Dans une démocratie libérale, l’Etat doit se limiter à ses fonctions régaliennes police, justice, armée. Il peut toutefois jouer un rôle en matière de redistribution sociale, sous condition de ne pas être en position monopolistique.

La démocratie libérale, populaire et la démocratie représentative

Cette démocratie est fondée sur deux éléments essentiels à savoir : le principe d’organisation gouvernementale et le principe de la liberté. Cette liberté prônée admet que le jeu de celle-ci doit permettre la diversité des opinions en ce qui concerne la conduite des affaires publiques.

Dans ce point de vue, les citoyens ont le droit de choisir ou de rejeter leur dirigeants en toute liberté politique, d’approuver ou non la gestion de la chose publique.

D’autre part, Jean-Marie 141 souligne que la démocratie libérale se caractérise par les traits suivants :

  • L’existence de plusieurs partis politiques dont les uns exercent le pouvoir, les autres forment l’opposition ;
  • La liberté de presse et d’Infomatin, qui veut qu’il existe plusieurs journaux. D’opinion ou d’information veut que le gouvernement ne pratique pas la censure ;
  • L’organisation des élections libres et démocratiques.
  • Alors qu’en démocratie représentative le peuple détient et exerce le pouvoir par ses représentants, dans la démocratie libérale il y a lieu de souligner la liberté offerte peuple de former les partis politiques. C’est le multipartisme comme l’affirme PIERRE DE QUIRINI 142.

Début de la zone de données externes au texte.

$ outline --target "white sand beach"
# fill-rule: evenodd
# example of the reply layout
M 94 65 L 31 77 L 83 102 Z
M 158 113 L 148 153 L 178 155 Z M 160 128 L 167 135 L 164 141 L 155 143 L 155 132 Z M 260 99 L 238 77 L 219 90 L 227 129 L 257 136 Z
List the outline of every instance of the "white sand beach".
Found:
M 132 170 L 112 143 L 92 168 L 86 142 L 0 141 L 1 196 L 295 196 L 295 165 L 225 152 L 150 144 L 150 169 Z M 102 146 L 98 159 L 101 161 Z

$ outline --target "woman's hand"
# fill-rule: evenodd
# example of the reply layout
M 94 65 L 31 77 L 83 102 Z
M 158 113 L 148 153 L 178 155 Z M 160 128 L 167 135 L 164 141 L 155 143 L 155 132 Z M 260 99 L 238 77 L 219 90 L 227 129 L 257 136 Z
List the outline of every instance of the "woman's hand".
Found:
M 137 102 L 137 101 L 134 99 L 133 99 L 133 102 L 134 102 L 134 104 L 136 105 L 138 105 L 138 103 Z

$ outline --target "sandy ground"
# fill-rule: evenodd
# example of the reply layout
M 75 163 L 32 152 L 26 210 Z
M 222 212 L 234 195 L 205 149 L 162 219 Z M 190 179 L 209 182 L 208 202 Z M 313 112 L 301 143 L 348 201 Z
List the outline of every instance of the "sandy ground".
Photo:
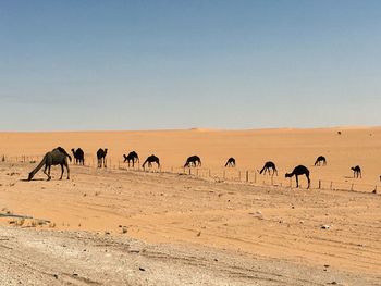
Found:
M 381 128 L 337 130 L 3 133 L 0 153 L 135 149 L 167 167 L 197 153 L 212 170 L 234 156 L 242 170 L 271 159 L 280 177 L 304 163 L 314 181 L 378 184 Z M 327 166 L 311 166 L 319 154 Z M 70 181 L 56 167 L 24 182 L 36 164 L 0 162 L 0 285 L 381 285 L 379 194 L 73 165 Z
M 34 217 L 0 219 L 10 284 L 381 284 L 378 194 L 81 166 L 70 181 L 21 181 L 30 165 L 0 165 L 1 213 Z M 133 239 L 158 254 L 123 250 Z
M 258 170 L 266 161 L 273 161 L 281 176 L 304 164 L 310 169 L 315 183 L 352 183 L 351 167 L 355 165 L 362 169 L 362 179 L 355 183 L 374 186 L 380 184 L 381 175 L 381 127 L 0 133 L 0 156 L 41 157 L 57 146 L 67 151 L 81 147 L 90 165 L 96 164 L 97 150 L 108 148 L 110 166 L 118 166 L 123 153 L 135 150 L 140 163 L 152 153 L 158 156 L 164 170 L 181 167 L 187 157 L 198 154 L 202 167 L 213 172 L 222 171 L 228 158 L 234 157 L 236 170 Z M 327 158 L 327 166 L 314 166 L 318 156 Z

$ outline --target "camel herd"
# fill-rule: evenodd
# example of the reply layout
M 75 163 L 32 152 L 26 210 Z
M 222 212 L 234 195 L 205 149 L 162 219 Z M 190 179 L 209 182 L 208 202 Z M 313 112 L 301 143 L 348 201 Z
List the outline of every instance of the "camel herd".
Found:
M 97 151 L 98 167 L 102 167 L 102 166 L 107 167 L 107 160 L 106 160 L 107 151 L 108 151 L 107 148 L 105 148 L 105 149 L 100 148 Z M 79 165 L 84 165 L 85 164 L 85 152 L 81 148 L 78 148 L 76 150 L 73 148 L 72 152 L 74 156 L 74 163 L 79 164 Z M 139 157 L 135 151 L 130 152 L 127 156 L 123 154 L 123 157 L 124 157 L 124 163 L 127 162 L 128 167 L 131 165 L 134 167 L 135 163 L 139 163 Z M 50 167 L 52 165 L 61 165 L 60 179 L 62 179 L 64 167 L 66 167 L 67 179 L 69 179 L 70 178 L 70 170 L 69 170 L 69 164 L 67 164 L 67 158 L 70 161 L 72 161 L 72 157 L 62 147 L 58 147 L 58 148 L 53 149 L 52 151 L 47 152 L 44 156 L 41 162 L 29 173 L 28 181 L 30 181 L 42 166 L 45 166 L 44 173 L 48 176 L 48 181 L 51 179 Z M 148 167 L 151 167 L 152 163 L 156 163 L 158 165 L 158 167 L 160 167 L 160 160 L 155 154 L 149 156 L 146 159 L 146 161 L 144 161 L 142 166 L 143 166 L 143 169 L 145 169 L 145 166 L 147 164 Z M 234 167 L 235 165 L 236 165 L 235 159 L 233 157 L 231 157 L 228 159 L 224 166 L 225 167 Z M 327 165 L 325 157 L 319 156 L 315 161 L 315 165 L 316 166 Z M 192 166 L 201 166 L 201 159 L 198 156 L 190 156 L 186 160 L 184 167 L 192 167 Z M 351 170 L 354 172 L 354 177 L 356 177 L 356 178 L 362 177 L 361 169 L 359 165 L 351 167 Z M 272 173 L 271 173 L 271 171 L 272 171 Z M 266 162 L 263 167 L 260 171 L 258 171 L 258 173 L 263 174 L 263 175 L 266 175 L 266 173 L 269 173 L 269 175 L 276 174 L 276 176 L 278 176 L 276 166 L 271 161 Z M 293 172 L 286 173 L 285 177 L 295 176 L 296 187 L 298 187 L 299 186 L 298 176 L 300 176 L 300 175 L 305 175 L 307 177 L 307 182 L 308 182 L 307 188 L 309 188 L 309 186 L 310 186 L 309 170 L 304 165 L 297 165 L 293 170 Z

140 Brenond, J. et Geledan, A. , Dictionnaire des sciences économiques et sociales, Paris, Ed. Berlin, 2002, p . 73
141 Jean Mariel cité par Mulogo, K. Y. , Démocratie et respect droit de l’homme en Cote d’Ivoire, mémoire, UNILU, F. S. S. P. A. , R. I. , 2012, p. 11
142 QUIRINI, P. , Démocratie et droit de la personne humaine, thèse de doctorat en Droit, CEPAS, 1996, P. 12

Le multipartisme démocratique désigne la présence de plusieurs partis politiques représentant plusieurs options qui s’offrent au choix des citoyens143. Pour cela, le peuple doit être en mesure de discerner quel est le parti qui présente les bonnes ambitions et les idéologies logiques.

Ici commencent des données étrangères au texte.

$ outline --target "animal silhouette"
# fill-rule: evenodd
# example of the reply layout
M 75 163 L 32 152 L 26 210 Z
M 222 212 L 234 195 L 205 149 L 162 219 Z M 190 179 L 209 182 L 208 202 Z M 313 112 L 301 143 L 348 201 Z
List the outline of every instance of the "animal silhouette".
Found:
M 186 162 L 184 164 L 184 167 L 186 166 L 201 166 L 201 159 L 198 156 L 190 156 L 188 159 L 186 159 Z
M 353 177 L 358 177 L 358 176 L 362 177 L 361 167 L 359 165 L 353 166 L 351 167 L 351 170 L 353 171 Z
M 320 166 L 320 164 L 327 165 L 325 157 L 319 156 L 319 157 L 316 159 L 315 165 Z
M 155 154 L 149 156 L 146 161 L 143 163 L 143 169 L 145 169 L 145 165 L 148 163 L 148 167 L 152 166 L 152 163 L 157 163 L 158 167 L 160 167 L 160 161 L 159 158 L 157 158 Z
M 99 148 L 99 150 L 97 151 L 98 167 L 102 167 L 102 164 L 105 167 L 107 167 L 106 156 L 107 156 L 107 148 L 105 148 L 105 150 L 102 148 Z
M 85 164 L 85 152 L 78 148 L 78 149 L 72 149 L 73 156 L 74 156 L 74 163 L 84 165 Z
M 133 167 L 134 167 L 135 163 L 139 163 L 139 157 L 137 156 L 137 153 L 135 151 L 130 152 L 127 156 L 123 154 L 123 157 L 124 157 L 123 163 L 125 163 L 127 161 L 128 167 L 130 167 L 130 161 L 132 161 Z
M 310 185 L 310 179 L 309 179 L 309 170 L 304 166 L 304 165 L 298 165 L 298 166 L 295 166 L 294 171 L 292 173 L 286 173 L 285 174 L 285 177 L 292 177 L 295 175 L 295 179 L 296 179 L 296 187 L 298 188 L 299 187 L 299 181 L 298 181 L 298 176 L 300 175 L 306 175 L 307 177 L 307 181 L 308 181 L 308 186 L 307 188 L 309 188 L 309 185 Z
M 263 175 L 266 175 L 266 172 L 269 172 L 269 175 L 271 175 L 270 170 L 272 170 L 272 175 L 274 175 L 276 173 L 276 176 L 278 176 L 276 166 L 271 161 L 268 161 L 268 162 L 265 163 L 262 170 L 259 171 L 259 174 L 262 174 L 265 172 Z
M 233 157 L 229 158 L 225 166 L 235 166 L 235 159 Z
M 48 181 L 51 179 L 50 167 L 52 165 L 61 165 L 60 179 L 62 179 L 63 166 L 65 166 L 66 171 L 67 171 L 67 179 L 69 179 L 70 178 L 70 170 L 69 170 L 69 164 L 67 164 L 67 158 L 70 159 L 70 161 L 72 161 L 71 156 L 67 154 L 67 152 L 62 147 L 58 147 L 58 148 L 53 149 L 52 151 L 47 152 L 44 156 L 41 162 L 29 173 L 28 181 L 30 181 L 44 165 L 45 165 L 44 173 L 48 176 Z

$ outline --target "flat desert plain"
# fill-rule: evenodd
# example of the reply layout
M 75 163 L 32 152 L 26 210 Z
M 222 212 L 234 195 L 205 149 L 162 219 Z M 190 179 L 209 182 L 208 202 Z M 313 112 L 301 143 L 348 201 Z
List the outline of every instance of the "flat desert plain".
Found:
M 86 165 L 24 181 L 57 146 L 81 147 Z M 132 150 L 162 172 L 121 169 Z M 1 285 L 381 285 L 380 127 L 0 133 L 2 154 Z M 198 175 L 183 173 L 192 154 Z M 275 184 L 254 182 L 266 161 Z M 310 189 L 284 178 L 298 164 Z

La démocratie libérale désigne la lutte pour la conquête du pouvoir, c’est la compétition entre les partis et les élections pour le choix des gouvernants144.

4. 2 La démocratie populaire ou socialiste

Appelée aussi marxiste variante de la démocratie est issue de la théorie marxiste, se caractérisant par le rejet des principes libéraux séparation de pouvoir, multipartisme… dans cette démocratie, les élections se réalisent conformément aux principes que le parti unique établit et édicte n’admettant donc aucune forme d’opposition ni politique ni intellectuelle.

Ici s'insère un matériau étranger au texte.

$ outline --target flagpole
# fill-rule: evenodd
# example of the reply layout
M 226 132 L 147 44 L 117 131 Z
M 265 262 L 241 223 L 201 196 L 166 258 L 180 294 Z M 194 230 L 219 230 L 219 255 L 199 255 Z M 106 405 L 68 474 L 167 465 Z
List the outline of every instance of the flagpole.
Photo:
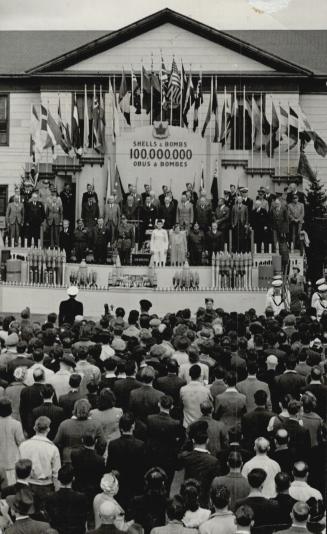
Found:
M 243 150 L 245 150 L 245 85 L 243 85 Z
M 237 94 L 236 94 L 236 85 L 234 85 L 234 150 L 236 150 L 236 106 L 237 106 Z
M 262 170 L 262 92 L 260 93 L 260 169 Z

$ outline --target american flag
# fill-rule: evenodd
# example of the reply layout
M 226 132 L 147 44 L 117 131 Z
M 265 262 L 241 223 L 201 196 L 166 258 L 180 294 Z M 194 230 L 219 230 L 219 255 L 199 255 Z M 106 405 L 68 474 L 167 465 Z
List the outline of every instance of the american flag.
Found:
M 178 72 L 175 58 L 173 58 L 173 62 L 171 65 L 170 78 L 168 82 L 168 89 L 167 89 L 168 105 L 172 104 L 173 108 L 178 107 L 180 105 L 180 98 L 181 98 L 181 77 Z

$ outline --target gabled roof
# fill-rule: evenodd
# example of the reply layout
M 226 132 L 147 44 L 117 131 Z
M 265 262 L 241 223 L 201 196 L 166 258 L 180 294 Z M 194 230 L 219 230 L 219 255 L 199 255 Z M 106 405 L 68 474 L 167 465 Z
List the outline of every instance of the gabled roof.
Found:
M 78 46 L 70 52 L 63 53 L 50 61 L 45 61 L 33 68 L 27 69 L 26 72 L 39 74 L 62 71 L 84 59 L 113 48 L 165 23 L 179 26 L 184 30 L 193 32 L 196 35 L 241 53 L 255 61 L 259 61 L 277 71 L 308 76 L 312 74 L 312 71 L 309 69 L 296 65 L 292 61 L 281 59 L 277 55 L 269 53 L 258 46 L 254 46 L 235 35 L 216 30 L 168 8 L 149 15 L 133 24 L 129 24 L 120 30 L 99 37 L 87 44 Z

Cette démocratie apparait comme une société close ennemie de la société ouverte. Elle fut pratiquée en Europe oriental après la seconde guerre mondiale dans le pays soumis à l’influence soviétique et s’inspirant plus au moins du modèle stalinien de 1936145.

143 N’GBANDA H. , op. cit. , p. 27
144 TOCQUEVILLE, A. , De la démocratie en Amérique, Paris, Nouveau Horizon, 1935, P. 11
145 DEBBASH, CH. , Lexique des politiques, Paris, 7eme éd. , DALLOZ, 2001, P. 136

Ce genre de démocratie a été pratiqué en Afrique par les régimes politiques instaurés par l’union de l’idéologie marxiste-léniniste. Le combat pour la libération des peuples vis-à-vis des dictatures des partis uniques inspirés par cette démocratie marxiste s’est poursuivie avec acharnement jusqu’au milieu des années 1990. Mais en Chine, au Cuba et dans quelques autres pays, l’on continue à s’accrocher à cette forme de démocratie que la conscience mondiale juge pourtant désuète, facile et très peu performante.

En effet quelque soit la formes de démocratie que peu adopté un Etat, les principes de la démocratie reste les fondamentaux pour expérimenter une véritable démocratie dans tout Etat qui se veut démocratique.